Molten Trash…Reprise

Social Worker’s Report on Child G, August 1980.

Child G arrived at the Residential Home in April 1979 after his parents were killed in a car accident. Initial signs of psychological trauma were standard; G displayed harsh, withdrawn behaviour, mainly verbal, but with a few isolated incidents of physical violence.

The last of these was a knife attack on one of the staff members, after which G was restrained and transferred to the secure division half a mile from the Home. Interviews with the staff and children indicated that G had never expressed any interest in knives or made threatening references to using a bladed weapon.

Child G appears intelligent and cooperative, but does not recognise the criminal nature of his action. He claimed to have no memory of the events, except for one counselling session where he claimed that this was ‘a natural conclusion to a vulgar and dismal episode’.

As part of the inquiry, teachers were interviewed from G’s School and all of them described him as a normal boy with no history of aggressive behaviour. However, one of them recalled a classroom exercise when the children had been asked to role-play characters from history.

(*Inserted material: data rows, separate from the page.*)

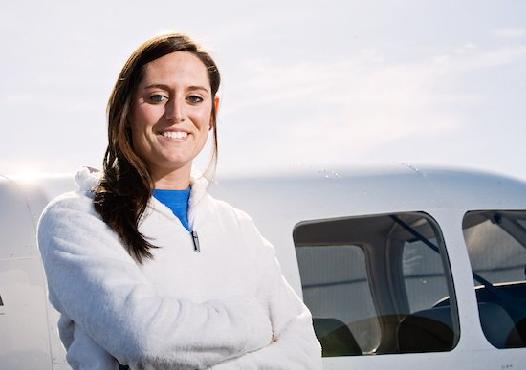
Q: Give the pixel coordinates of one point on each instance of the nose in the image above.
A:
(174, 109)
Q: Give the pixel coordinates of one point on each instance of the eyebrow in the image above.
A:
(166, 87)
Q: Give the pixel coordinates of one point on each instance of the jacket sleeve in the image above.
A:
(98, 285)
(295, 346)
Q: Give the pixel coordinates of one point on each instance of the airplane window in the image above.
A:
(377, 284)
(496, 242)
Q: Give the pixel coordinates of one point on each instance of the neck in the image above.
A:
(172, 179)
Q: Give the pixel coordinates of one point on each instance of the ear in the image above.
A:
(216, 107)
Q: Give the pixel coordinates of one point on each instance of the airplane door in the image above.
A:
(381, 292)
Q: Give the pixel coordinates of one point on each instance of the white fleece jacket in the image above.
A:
(225, 307)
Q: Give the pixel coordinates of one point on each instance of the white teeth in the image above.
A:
(179, 135)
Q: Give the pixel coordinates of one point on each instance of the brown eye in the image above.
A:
(194, 99)
(157, 98)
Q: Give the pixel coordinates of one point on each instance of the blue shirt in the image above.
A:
(177, 201)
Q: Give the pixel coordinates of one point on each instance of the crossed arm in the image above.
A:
(93, 281)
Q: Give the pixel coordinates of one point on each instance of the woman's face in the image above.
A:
(171, 114)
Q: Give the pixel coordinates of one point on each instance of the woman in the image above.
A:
(140, 282)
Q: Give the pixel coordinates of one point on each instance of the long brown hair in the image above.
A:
(126, 185)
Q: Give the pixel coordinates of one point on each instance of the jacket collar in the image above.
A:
(87, 179)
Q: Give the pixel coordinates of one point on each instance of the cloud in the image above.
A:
(333, 112)
(509, 33)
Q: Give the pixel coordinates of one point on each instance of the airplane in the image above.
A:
(401, 266)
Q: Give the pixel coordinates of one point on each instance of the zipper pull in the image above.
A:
(195, 239)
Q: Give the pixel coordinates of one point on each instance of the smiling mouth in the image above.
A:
(174, 135)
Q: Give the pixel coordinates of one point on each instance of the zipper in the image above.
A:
(195, 240)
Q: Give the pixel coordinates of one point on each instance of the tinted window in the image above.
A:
(377, 284)
(496, 242)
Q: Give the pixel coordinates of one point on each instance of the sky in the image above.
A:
(304, 83)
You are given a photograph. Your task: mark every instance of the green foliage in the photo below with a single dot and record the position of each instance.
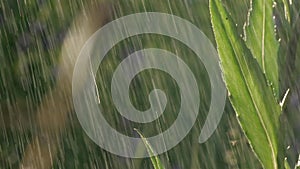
(154, 159)
(250, 93)
(260, 39)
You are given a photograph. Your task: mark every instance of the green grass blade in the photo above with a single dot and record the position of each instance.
(154, 159)
(252, 99)
(260, 39)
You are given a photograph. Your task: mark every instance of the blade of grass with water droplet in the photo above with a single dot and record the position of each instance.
(154, 159)
(252, 99)
(260, 39)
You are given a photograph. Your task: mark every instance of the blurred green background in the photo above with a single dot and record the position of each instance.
(32, 34)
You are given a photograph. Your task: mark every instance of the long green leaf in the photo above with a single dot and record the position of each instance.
(260, 39)
(257, 109)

G said he had been watching a television programme called ‘I. Claudius’ (note: this is an adaptation of a well-known book and includes graphic scenes of sex and violence, not suitable for viewing by children) and he wanted to play a Roman Gladiator. The small group of children created and performed a 3-minutes scenario, at the end of which the gladiator (Child G) informed the slave he was about to kill that ‘your life has just been a long and dismal episode which needs to be forgotten’.

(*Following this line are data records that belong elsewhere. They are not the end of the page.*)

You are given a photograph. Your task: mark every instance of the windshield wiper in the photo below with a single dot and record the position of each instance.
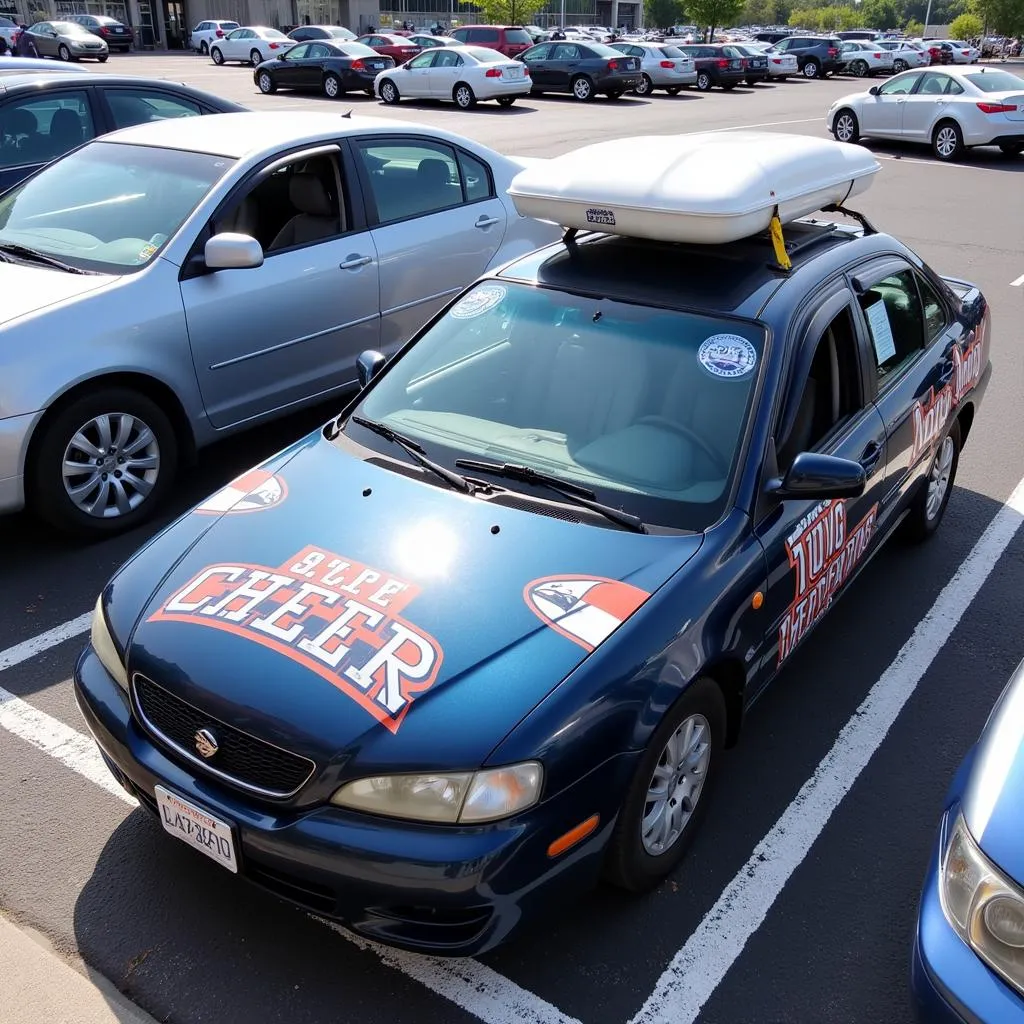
(24, 252)
(577, 494)
(416, 451)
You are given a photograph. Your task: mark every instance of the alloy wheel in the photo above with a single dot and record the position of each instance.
(111, 465)
(676, 784)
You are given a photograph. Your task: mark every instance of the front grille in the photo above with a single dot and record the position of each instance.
(241, 759)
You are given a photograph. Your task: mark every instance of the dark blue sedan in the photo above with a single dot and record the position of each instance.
(969, 948)
(435, 669)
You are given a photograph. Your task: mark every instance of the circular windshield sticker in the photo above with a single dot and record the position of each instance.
(727, 355)
(478, 301)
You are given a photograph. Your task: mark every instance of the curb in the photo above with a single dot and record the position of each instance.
(37, 986)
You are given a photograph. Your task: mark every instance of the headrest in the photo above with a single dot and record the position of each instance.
(308, 196)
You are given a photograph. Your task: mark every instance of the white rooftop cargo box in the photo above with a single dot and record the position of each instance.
(708, 187)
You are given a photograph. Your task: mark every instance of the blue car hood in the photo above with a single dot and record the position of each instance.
(993, 799)
(345, 610)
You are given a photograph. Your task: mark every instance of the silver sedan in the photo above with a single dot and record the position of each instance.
(176, 282)
(664, 67)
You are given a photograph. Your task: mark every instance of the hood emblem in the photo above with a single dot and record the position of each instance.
(206, 743)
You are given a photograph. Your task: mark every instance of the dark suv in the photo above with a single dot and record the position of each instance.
(722, 66)
(816, 55)
(510, 41)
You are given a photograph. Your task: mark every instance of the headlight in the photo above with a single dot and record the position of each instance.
(452, 798)
(983, 906)
(103, 646)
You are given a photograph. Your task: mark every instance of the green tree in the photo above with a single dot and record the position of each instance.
(662, 13)
(509, 11)
(882, 14)
(966, 27)
(713, 14)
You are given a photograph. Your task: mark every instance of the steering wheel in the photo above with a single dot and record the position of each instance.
(714, 456)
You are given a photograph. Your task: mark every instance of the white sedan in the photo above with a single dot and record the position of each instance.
(906, 54)
(863, 58)
(251, 44)
(949, 109)
(462, 74)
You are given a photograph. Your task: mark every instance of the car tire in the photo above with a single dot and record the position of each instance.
(691, 734)
(930, 504)
(49, 488)
(463, 96)
(846, 127)
(583, 88)
(332, 86)
(947, 141)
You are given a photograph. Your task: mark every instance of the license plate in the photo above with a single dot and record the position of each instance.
(192, 824)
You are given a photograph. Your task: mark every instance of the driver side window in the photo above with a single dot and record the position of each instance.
(828, 394)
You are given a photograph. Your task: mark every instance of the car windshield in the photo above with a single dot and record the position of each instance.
(995, 81)
(645, 407)
(108, 207)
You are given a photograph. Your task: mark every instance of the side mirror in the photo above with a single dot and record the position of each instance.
(818, 476)
(228, 251)
(368, 366)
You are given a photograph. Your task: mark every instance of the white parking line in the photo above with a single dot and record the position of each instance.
(701, 964)
(476, 988)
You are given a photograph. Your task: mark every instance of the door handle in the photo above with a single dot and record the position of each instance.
(870, 457)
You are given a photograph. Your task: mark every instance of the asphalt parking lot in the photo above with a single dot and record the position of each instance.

This curious remark was noted by the teachers; some of them tried to locate the original source, since it was obviously a quote from somewhere, but nobody was able to identify it.

The residents in the children’s home have a small locker in which to keep their belongings. A search of Child G’s locker showed nothing unusual, apart from an exercise book full of random drawings and diagrams. Nothing in this book relates to any kind of violent conflict; however, one section seems to indicate a type of religious paranoia, and a transcript of this is attached below. 

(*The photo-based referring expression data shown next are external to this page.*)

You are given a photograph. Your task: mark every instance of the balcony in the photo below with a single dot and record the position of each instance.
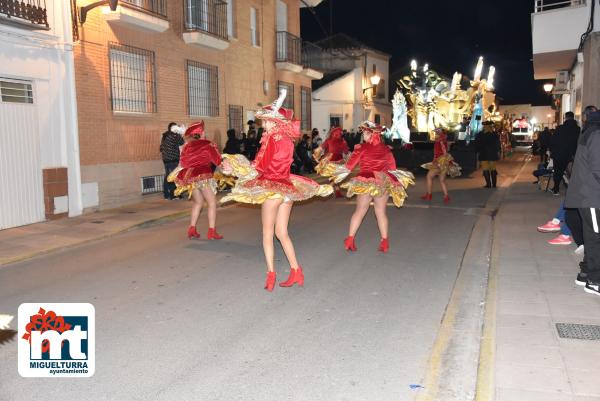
(312, 60)
(556, 28)
(148, 15)
(30, 14)
(288, 56)
(206, 23)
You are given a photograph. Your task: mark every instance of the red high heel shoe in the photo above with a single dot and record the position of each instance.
(296, 277)
(192, 233)
(349, 244)
(384, 245)
(213, 234)
(270, 284)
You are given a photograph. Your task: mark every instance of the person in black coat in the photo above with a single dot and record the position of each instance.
(563, 146)
(488, 147)
(232, 146)
(544, 140)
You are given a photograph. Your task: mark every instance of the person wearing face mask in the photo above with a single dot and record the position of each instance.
(377, 180)
(169, 149)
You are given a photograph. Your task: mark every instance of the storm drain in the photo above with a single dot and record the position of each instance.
(578, 331)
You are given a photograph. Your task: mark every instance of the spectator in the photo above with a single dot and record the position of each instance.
(544, 141)
(562, 148)
(232, 146)
(251, 145)
(584, 194)
(169, 149)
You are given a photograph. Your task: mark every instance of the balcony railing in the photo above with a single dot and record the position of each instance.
(209, 16)
(156, 7)
(547, 5)
(289, 48)
(25, 11)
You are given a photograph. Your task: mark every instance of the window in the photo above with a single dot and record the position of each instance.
(236, 118)
(231, 18)
(132, 79)
(254, 32)
(12, 91)
(305, 106)
(203, 89)
(288, 103)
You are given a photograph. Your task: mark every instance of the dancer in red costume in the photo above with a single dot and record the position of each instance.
(267, 181)
(194, 176)
(332, 150)
(377, 180)
(443, 165)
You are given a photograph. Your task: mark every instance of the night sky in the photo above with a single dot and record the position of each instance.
(449, 35)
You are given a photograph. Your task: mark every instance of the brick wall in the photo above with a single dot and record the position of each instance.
(107, 137)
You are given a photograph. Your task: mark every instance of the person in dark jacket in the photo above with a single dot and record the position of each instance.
(170, 142)
(584, 194)
(562, 148)
(488, 147)
(544, 141)
(232, 146)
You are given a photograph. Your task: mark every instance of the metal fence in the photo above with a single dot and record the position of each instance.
(203, 89)
(33, 11)
(289, 48)
(547, 5)
(132, 79)
(157, 7)
(208, 16)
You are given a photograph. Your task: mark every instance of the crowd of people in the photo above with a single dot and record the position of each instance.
(571, 155)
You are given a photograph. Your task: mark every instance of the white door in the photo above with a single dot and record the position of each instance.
(21, 182)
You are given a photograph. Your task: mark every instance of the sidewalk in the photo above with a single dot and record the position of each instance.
(25, 242)
(535, 292)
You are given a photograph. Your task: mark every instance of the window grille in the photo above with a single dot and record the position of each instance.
(288, 103)
(236, 118)
(305, 105)
(132, 78)
(203, 89)
(12, 91)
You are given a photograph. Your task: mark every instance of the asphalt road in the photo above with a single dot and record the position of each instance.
(189, 320)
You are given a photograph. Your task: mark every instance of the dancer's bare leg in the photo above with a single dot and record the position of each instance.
(362, 207)
(269, 216)
(197, 201)
(380, 203)
(281, 231)
(211, 200)
(443, 184)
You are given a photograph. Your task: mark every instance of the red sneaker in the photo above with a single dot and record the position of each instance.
(561, 240)
(549, 227)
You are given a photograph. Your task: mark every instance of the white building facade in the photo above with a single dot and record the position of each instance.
(349, 97)
(567, 53)
(39, 151)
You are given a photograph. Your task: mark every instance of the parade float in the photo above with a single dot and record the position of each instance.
(434, 101)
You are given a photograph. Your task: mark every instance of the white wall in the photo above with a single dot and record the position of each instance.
(46, 59)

“The Brotherhood of the Living Stones (p.9-11)

“We are not meant to understand the song of the Stones, we are not meant to hear their words. The Stones have waited forever to learn how to speak and will wait forever before the wise ones come to understand and revere them.

For there are invisible grains of wickedness that lurk inside the blood of man. The grains are dormant; when they are exposed to sin, they become alert, they drink the rays of the moon, they corrupt the fibres of the living man and damage the pathway of desire.

Pure and virtuous man will grow straight and tall, clean and white; but sinful man has been tarnished and in his blood will be a family of the evil grains. Scientists have detected these grains, which they call bacteria or viruses; but we know that they have an essence, a fundamental nature of cruelty and wickedness and corruption. They cannot be killed, but by abiding by the tenets of the Lord and the Stones, they can be starved and weakened. When a man surrenders to selfish pleasure and vice, he feeds the grains of evil so they can flourish.

The grain of evil will weaken the sacred fibres of a man’s body, and give rise to deformity in the man and his offspring. Physical and moral weakness shall afflict his children. The particles of evil contain within them molecules almost identical to the normal molecules of sugar and protein; but these grains of wickedness are formed from twisted atoms of carbon, and so they spread sickness and decay.

We are not meant to understand the message of the Living Stones, but we must hold firm to the hope of revival, and the upright strong purity that gives the standing light.”

Beneath this were several crude sketches, one showing a crucifixion scene, and another showing a sort of bracelet made up of small planets. (Editor’s note: this was a diagram of a glucose molecule, copied from an A-level textbook. The writer had added some occult symbols to each of the atoms making up the molecule. The case work team did not recognise this illustration.)